To drive home the point, each page was adorned with a different adulterated corporate logo like the Ford one pictured left.
And of course, money she did make.
But even Sherman's descriptions of how Palin negotiated herself up the income ladder seemed more flattering than pejorative:
Palin is a centerpiece of a strategy that TLC executives see as positioning the network as the anti-Bravo, whose shows like Top Chef, the Real Housewives franchise, and America's Next Top Model are programmed to a liberal urban audience. TLC's fare, like the antics of Jon and Kate Gosselin, or the inspirational documentary about Captain Sullenberger's miracle landing, or American Chopper, which moved over from Discovery, are decidedly downmarket. "We don't program TLC to the coasts," one Discovery executive said. "To counterprogram against that Bravo audience, we are programming to Middle America, and we've built a successful business doing that." [...]

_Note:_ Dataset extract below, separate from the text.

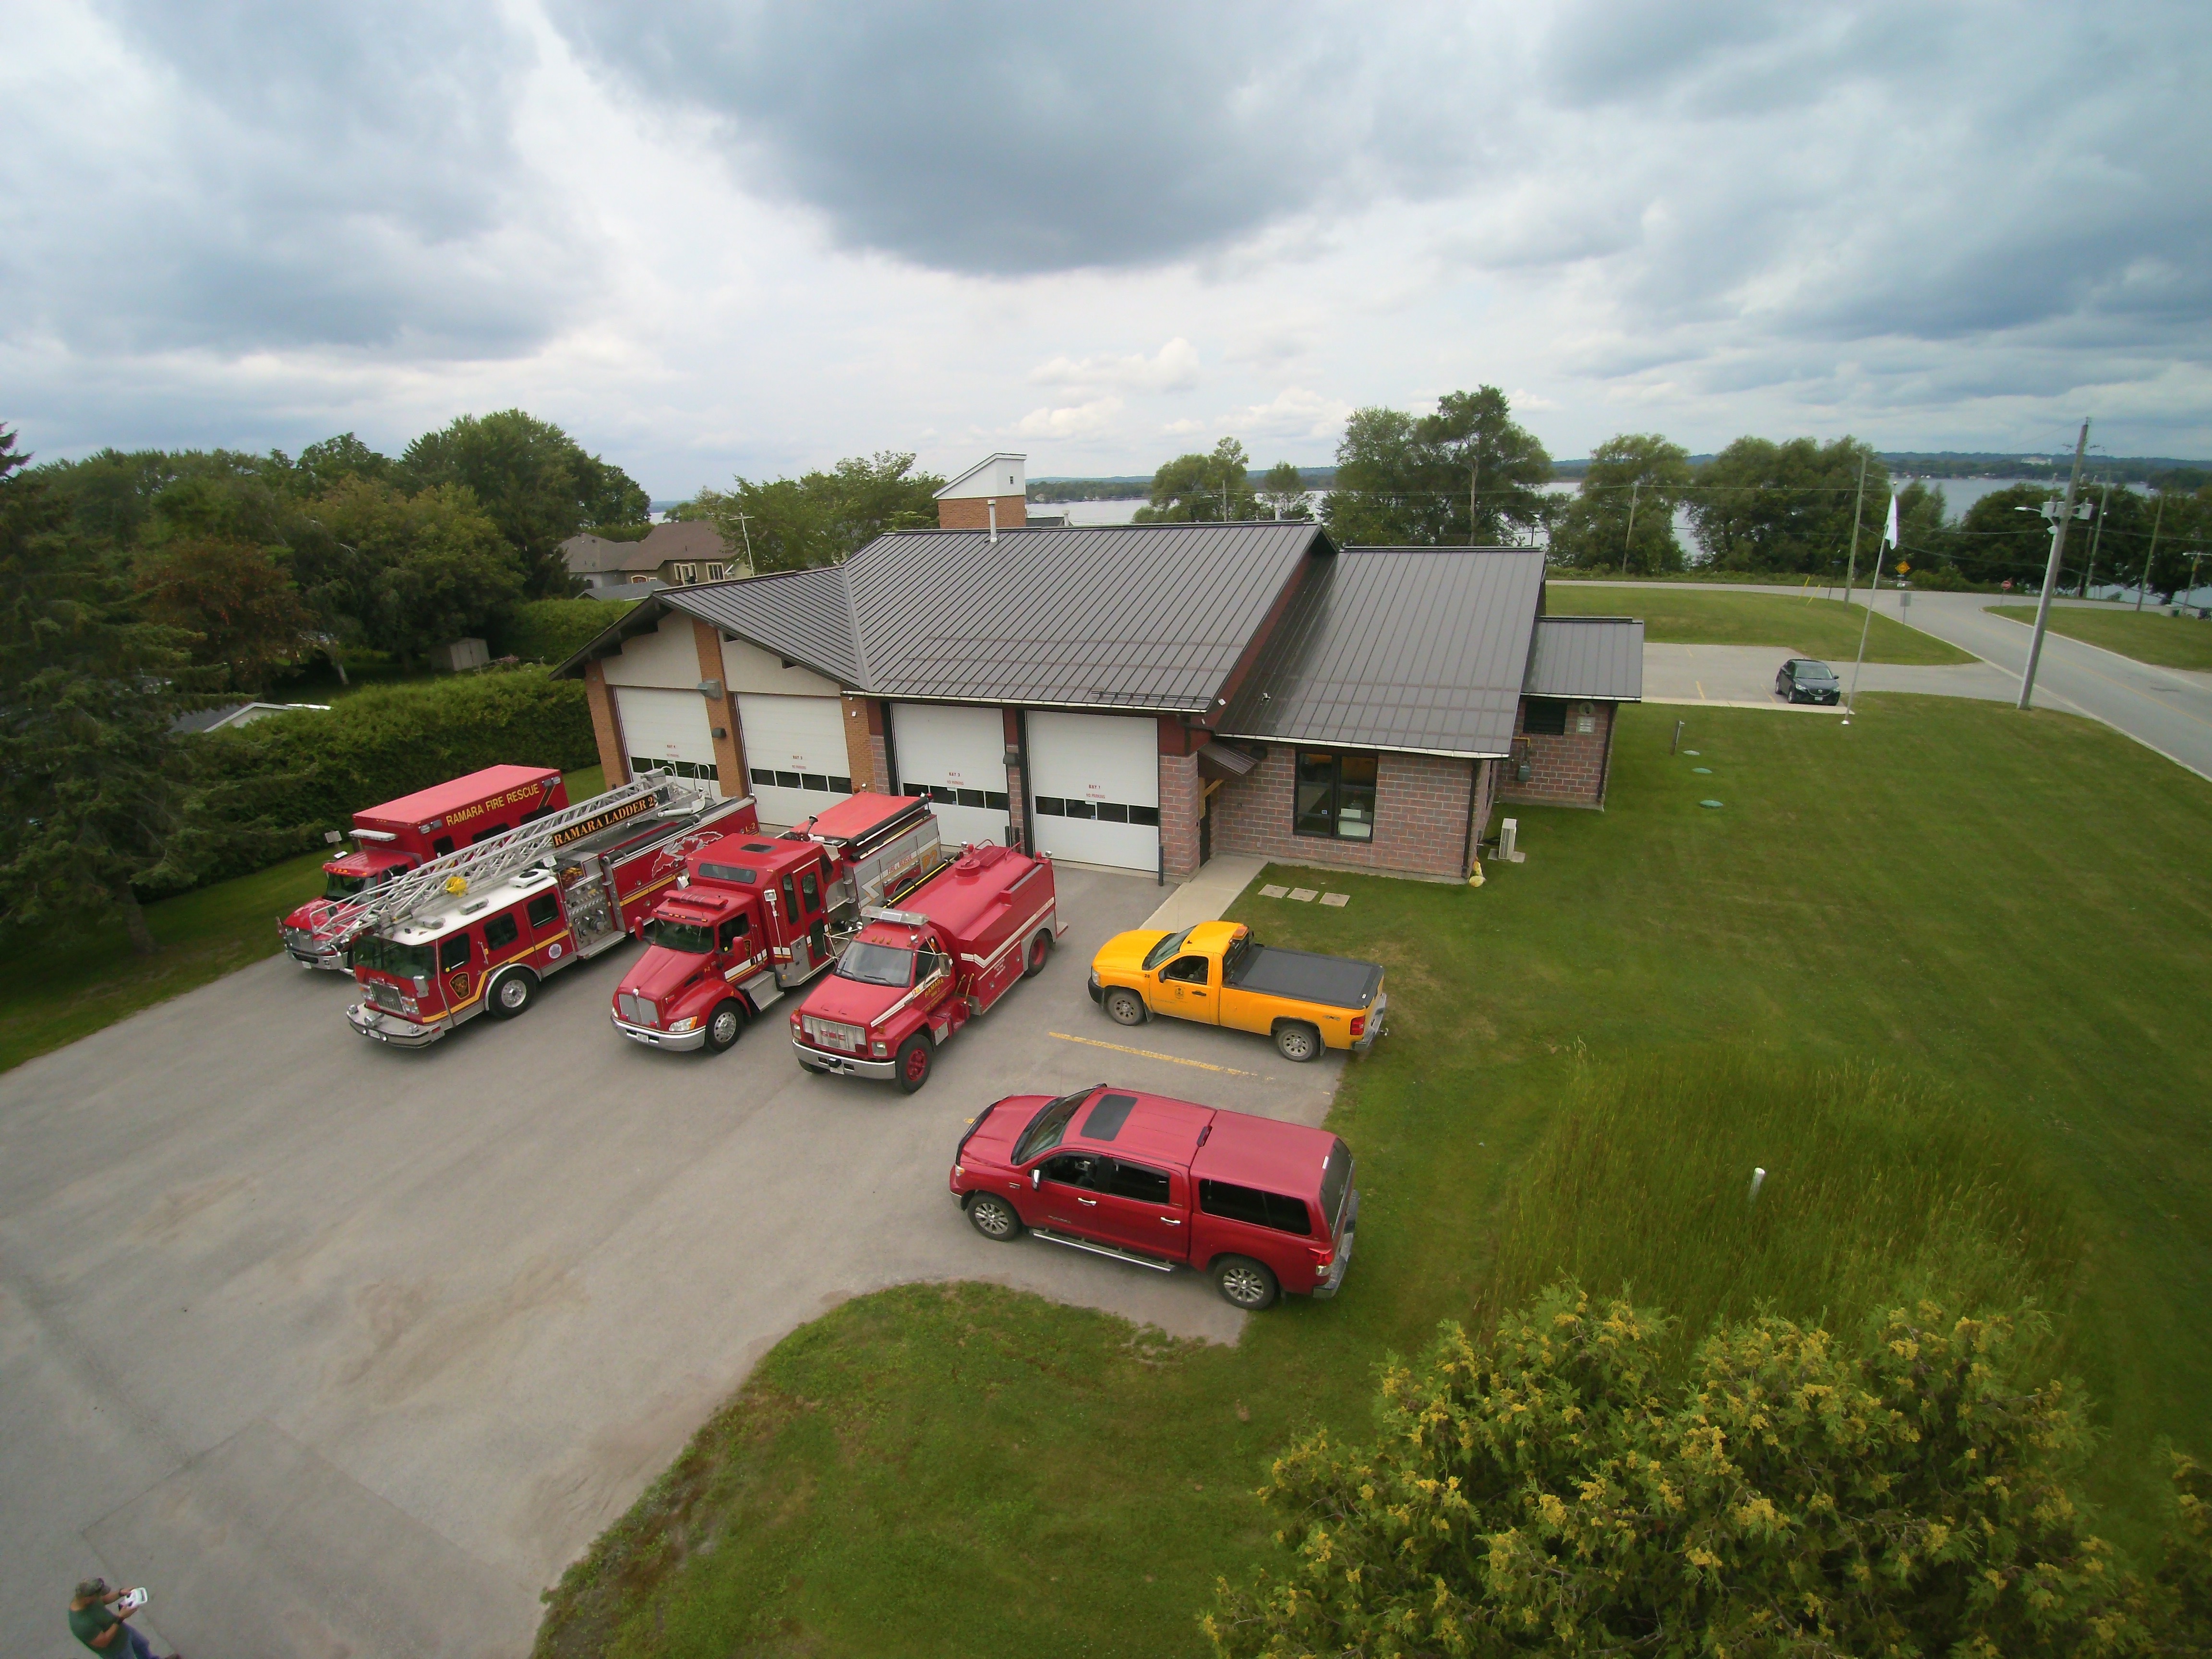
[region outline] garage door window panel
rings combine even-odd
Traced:
[[[1378,769],[1373,755],[1300,750],[1291,827],[1331,841],[1374,840]]]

Her star power at Fox has sparked competition among the various personalities, all of whom would like more Palin on their shows.
As the piece moved to a conclusion, Sherman became less complimentary:
Palin doubled down on building-and monetizing-her personal brand, the plainspoken Alaskan frontierswoman who's not ashamed of what she doesn't know. (If her Couric interview showed to many that she needed remedial education in various political areas, she doesn't seem to have received it.) And she hasn't modified her lone-wolf management style, something many see as a massive handicap for any presidential race. "People are constantly close to her and then estranged," one former McCain-campaign staffer said. "It's a great weakness to her and will be a great challenge for her to ever put together a team that could mount a successful campaign."
As stated previously, the piece concluded with Johnston's negative opinions of the former governor, which seemed peculiar for Sherman to give this lowlife so much print space.
Regardless, when I got the tip from Twitter that this article was going to be published on the Internet Sunday evening, I expected to be wincing and cringing far more than I did.
Or is this a case of having read so many Palin hit pieces in the past 20 months that I've grown desensitized like people that have seen so much violence on television that they're no longer affected by it?
If so, can someone recommend a good psychiatrist?